Pode-se pensar que devido a isso, a influência da indústria cultural ligada ao entretenimento seja muito mais forte e perniciosa do que a influência dos pais e que ela molde a criança segundo os seus modelos. Isso pode ser uma posição muito simplista, pois a criança e as pessoas de modo geral não são receptores ou consumidores passivos dos produtos culturais. No brinquedo e por meio da dimensão lúdica, a criança utiliza os produtos da mídia como suporte para o seu próprio universo imaginário e pode modificar os significados desses objetos e personagens. Assim, torna-se importante observar e conhecer os meios pelos quais as crianças e as pessoas de modo geral

podem alterar o significado desses produtos por meio de uma criação sobre eles. Uma experiência interessante é relatada por G. Jones (2004) que trabalha com adolescentes por meio de oficinas de criação de gibis. Ele escreve que:

“o ato de contar histórias de maneira visual libera as imagens que as crianças aprendem de desenhos animados, filmes e videogames. Além disso, ajuda-as a encontrar sentido nos fatos que lhes são bombardeados constantemente pela mídia. O processo dá às crianças uma sensação de autoria, de autoridade sobre suas próprias emoções e influências do mundo. Também revela a maneira pela qual as crianças usam fantasias, histórias e imagens da mídia para construir a noção de si mesmas” (Jones, 2004: 10).

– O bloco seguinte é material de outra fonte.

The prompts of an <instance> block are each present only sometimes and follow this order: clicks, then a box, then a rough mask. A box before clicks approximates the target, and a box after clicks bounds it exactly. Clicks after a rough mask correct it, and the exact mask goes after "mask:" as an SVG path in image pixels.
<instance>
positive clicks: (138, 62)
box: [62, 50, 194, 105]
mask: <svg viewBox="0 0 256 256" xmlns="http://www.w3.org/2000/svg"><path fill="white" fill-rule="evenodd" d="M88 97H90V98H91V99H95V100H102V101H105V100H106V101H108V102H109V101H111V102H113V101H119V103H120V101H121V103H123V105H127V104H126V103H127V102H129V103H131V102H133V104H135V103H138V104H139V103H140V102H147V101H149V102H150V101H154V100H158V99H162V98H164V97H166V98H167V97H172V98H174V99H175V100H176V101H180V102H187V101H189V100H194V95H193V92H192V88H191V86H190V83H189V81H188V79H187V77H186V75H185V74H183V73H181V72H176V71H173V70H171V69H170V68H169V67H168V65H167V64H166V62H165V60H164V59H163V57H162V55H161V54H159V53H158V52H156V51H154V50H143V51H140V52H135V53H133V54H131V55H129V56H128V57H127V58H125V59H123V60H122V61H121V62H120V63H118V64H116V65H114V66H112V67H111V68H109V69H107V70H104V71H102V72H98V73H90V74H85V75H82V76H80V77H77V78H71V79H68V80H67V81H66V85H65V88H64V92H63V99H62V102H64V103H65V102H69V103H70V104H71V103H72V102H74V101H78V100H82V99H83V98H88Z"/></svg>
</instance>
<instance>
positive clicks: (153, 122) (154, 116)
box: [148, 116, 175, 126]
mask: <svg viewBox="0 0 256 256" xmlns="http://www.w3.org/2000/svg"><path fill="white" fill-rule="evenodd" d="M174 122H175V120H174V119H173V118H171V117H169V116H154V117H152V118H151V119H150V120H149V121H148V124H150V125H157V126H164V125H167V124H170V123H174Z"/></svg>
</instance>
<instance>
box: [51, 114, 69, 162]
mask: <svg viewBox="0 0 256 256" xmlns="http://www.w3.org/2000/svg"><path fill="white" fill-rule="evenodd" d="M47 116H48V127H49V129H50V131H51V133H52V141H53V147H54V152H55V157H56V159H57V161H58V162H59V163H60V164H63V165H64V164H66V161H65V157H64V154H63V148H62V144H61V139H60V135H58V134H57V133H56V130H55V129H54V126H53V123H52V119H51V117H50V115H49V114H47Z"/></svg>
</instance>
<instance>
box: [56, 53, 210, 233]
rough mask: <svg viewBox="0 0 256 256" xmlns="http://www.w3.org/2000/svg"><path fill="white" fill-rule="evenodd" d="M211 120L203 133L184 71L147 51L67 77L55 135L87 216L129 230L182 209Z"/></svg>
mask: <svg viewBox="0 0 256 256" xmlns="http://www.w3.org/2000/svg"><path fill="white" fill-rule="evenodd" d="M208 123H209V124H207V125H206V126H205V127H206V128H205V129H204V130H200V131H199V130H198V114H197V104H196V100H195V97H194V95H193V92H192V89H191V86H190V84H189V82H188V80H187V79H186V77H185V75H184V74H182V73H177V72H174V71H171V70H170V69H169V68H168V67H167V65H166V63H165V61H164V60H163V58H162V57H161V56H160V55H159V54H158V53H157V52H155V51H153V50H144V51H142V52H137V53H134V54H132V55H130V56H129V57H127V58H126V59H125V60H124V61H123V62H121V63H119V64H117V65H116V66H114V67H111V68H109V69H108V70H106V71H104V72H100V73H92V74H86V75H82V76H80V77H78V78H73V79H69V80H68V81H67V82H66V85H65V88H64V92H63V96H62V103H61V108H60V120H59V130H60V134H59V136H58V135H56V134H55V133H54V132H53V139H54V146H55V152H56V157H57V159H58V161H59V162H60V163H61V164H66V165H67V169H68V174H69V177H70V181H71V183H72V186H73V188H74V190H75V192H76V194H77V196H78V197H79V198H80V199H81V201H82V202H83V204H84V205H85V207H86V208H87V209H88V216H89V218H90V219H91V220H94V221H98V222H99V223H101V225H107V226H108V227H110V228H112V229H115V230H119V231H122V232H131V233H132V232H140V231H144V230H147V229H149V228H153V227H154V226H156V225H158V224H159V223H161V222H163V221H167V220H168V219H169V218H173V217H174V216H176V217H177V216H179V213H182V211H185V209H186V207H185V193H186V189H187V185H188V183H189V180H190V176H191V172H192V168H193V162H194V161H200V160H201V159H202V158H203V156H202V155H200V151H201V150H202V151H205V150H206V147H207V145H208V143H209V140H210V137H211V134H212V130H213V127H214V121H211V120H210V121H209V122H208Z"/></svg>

Isso mostra que o efeito ou influência da indústria cultural depende da relação estabelecida pelo sujeito com os produtos culturais recebidos, isto é, que existem muitas maneiras desses produtos serem assimilados pelo sujeito e que não simplesmente porque eles entretêm ou divertem é que são recebidos de maneira passiva. As pessoas podem utilizar esses elementos para alimentar a sua dimensão lúdica e não torná-la dependente da indústria cultural e, desse modo, uma ação lúdica ativa realizada a partir das imagens e conteúdos da indústria cultural, tal como o ato de criar e encenar histórias como o RPG, pode possuir características de criatividade e elementos significativos para os indivíduos.